航行中、商船側の食事を運ぶのにレヴの影を操る能力が存分に発揮された。
コールとの契約後、影の中にコールが居座るようになった事で、多少ならば物を仕舞い込む事が出来るようになったレヴは、出来上がった食事を影の中に仕舞い、僚船へと影を使って飛ぶと言う曲芸じみた事までやってのけた。どれだけ揺れようとも、影の中は微動だにしないらしく、食事がひっくり返る事もないようだ。結果、彼は毎食毎に食事を運んで船を行き来していた。

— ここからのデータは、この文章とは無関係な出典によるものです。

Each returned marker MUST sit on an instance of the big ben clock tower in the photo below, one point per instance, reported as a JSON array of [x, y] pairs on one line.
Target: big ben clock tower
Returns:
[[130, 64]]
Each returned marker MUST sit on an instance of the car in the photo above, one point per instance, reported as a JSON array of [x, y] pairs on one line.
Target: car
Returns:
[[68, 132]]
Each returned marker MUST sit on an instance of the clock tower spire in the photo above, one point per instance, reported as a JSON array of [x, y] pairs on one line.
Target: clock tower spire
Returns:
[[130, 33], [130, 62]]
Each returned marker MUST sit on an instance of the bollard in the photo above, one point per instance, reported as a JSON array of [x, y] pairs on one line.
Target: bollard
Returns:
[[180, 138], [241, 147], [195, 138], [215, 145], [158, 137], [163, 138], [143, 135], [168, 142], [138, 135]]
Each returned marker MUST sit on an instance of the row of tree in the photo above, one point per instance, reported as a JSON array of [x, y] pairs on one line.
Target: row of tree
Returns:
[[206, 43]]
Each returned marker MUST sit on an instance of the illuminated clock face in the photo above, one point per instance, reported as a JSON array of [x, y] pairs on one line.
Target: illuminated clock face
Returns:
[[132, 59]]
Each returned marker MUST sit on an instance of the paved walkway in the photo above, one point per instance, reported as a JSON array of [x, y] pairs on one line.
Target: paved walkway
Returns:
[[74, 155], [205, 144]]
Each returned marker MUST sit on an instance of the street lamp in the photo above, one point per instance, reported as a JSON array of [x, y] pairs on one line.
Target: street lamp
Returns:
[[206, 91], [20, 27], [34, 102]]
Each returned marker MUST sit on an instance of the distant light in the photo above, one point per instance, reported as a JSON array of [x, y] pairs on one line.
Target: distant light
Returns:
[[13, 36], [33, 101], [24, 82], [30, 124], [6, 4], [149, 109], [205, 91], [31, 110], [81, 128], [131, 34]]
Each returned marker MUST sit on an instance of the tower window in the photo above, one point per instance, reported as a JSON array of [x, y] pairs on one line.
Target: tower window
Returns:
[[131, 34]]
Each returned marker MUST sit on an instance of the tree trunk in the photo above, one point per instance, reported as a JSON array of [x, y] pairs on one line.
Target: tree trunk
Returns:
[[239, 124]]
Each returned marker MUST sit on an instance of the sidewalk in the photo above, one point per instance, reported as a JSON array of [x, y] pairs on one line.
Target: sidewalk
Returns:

ちなみに僕は基本的にパメラの言葉が分かると言う理由で、商船側に乗っている。
「人魚は生かしておいて、時々鱗や肉を少しだけ削いで使えれば良いんですけれどね。流石にエリザベートにこの水槽は持ち込めないですよね」
「私は是非その血を味見したかったですねぇ」
魔族のレヴと高位吸血鬼のコールは、ヴィカーリオ海賊団の良心的存在だと思っていた僕が間違っていたな、と考えて改めた。青い顔をして怯えたパメラを宥めつつ、船で出来なくてもアジトに連れて行けば良かったかもな、と口に出してやった。
『もう!通訳さんも、みんな意地悪!』
泣き真似と共に水槽の端に逃げてしまったパメラだったが、その日の夕食にと鰯がバケツいっぱい差し出されると、あっと言う間に機嫌を直していた。